O passado e o futuro do nosso DNA

A genética pode nos dar, ainda, mais detalhes sobre as nossas origens. No universo dos populares testes de ancestralidade, não faltam histórias emocionantes de pessoas que reencontraram pais, irmãos e filhos graças aos genes compartilhados.

Em uma sociedade historicamente marcada pela imigração e pelo tráfico de africanos para a escravidão, ter conhecimento sobre nossas heranças biológicas é também uma forma de conhecer a fundo como se forjou nossa população.

É o que propõe o médico e farmacêutico Ricardo di Lazzaro, fundador da Genera, o maior laboratório de genômica pessoal da América Latina. No último ano, o pesquisador lançou o livro O DNA do Brasileiro: Como a Genética Influencia o Nosso Comportamento e Ajuda a Contar a Nossa História (Máquina Editorial) [clique aqui para comprar*].

A obra reúne as principais conclusões e curiosidades genéticas do povo brasileiro, com base em milhares de pessoas que utilizaram os testes da empresa para conhecer melhor sua saúde e seus elos ancestrais.

+ Leia também: Teste genético: quando fazer?

“Nosso material genético diz muito sobre nossa história, não apenas individual, mas coletiva. Observamos, por exemplo, que as linhagens paternas tendem a ser mais europeias, enquanto as maternas têm predominância da ascendência africana ou indígena, e isso revela uma conexão com a exploração que ocorreu entre esses povos ao longo de séculos”, relata Lazzaro, que não é o único interessado na diversidade dos genes tupiniquins.

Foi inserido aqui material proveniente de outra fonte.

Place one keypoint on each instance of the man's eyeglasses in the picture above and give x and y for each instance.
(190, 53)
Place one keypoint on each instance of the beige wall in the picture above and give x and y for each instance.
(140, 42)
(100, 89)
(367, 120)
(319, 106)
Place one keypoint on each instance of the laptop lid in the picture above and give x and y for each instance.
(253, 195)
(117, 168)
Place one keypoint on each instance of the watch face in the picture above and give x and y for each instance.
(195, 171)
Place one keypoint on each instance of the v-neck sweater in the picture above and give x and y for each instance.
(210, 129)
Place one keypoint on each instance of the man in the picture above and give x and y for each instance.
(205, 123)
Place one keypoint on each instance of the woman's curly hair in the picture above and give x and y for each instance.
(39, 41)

A startup Gen-t do Brasil, criada pela professora da USP Lygia da Veiga Pereira, pioneira no estudo da genética no Brasil, anunciou que até 2026 irá sequenciar o genoma de 200 mil brasileiros a fim de desvendar as principais predisposições genéticas relacionadas à saúde do nosso povo.

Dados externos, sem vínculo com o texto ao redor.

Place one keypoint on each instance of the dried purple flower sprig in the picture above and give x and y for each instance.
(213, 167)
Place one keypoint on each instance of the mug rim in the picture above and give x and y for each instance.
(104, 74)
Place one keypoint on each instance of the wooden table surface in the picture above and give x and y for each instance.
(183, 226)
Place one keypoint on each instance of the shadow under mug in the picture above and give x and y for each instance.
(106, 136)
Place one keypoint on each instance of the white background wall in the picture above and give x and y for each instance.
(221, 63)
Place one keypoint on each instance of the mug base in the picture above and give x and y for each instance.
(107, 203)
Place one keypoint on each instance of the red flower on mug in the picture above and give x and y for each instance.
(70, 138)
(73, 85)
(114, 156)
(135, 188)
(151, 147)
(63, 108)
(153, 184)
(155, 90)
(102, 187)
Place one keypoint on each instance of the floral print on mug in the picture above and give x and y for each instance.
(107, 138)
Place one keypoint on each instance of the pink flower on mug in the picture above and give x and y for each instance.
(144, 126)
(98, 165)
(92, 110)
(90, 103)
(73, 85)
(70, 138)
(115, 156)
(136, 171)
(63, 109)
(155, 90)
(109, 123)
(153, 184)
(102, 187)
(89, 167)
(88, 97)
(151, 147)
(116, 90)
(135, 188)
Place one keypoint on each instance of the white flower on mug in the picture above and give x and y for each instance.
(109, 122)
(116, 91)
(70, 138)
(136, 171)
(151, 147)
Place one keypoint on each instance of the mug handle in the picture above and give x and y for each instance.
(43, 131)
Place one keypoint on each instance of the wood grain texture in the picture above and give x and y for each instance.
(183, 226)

A ideia é usar os dados para orientar políticas públicas e inserir o Brasil na era da medicina de precisão de forma mais democrática.

O governo federal também endossa a relevância dessa missão e está, aos poucos, expandindo o Programa Genomas Brasil, que visa inserir o sequenciamento genético no SUS.

Ainda que não acompanhemos a velocidade com a qual a tecnologia avança, está cada vez mais claro que mergulhar nos segredos do DNA é um caminho sem volta para cuidar da saúde. E não podemos parar no tempo!

Escrito em pedra?

Enquanto algumas partes do nosso DNA são determinantes sobre o que vai acontecer com o corpo e a saúde, outras podem ser encaradas como pontos de atenção e sinalização de que devemos mudar comportamentos ou passar por intervenções médicas.

Nesse contexto, a epigenética é um campo da ciência que tem ganhado cada vez mais destaque por mostrar como nossos hábitos podem influenciar a expressão dos genes, reduzindo ou aumentando o risco de aparecimento de doenças crônicas.

Como regra geral, é importante investir em um estilo de vida saudável, preservando o sono, enriquecendo a dieta e praticando atividade física para espantar males maiores. Estudos sugerem que isso teria mais impacto do que os genes para a longevidade.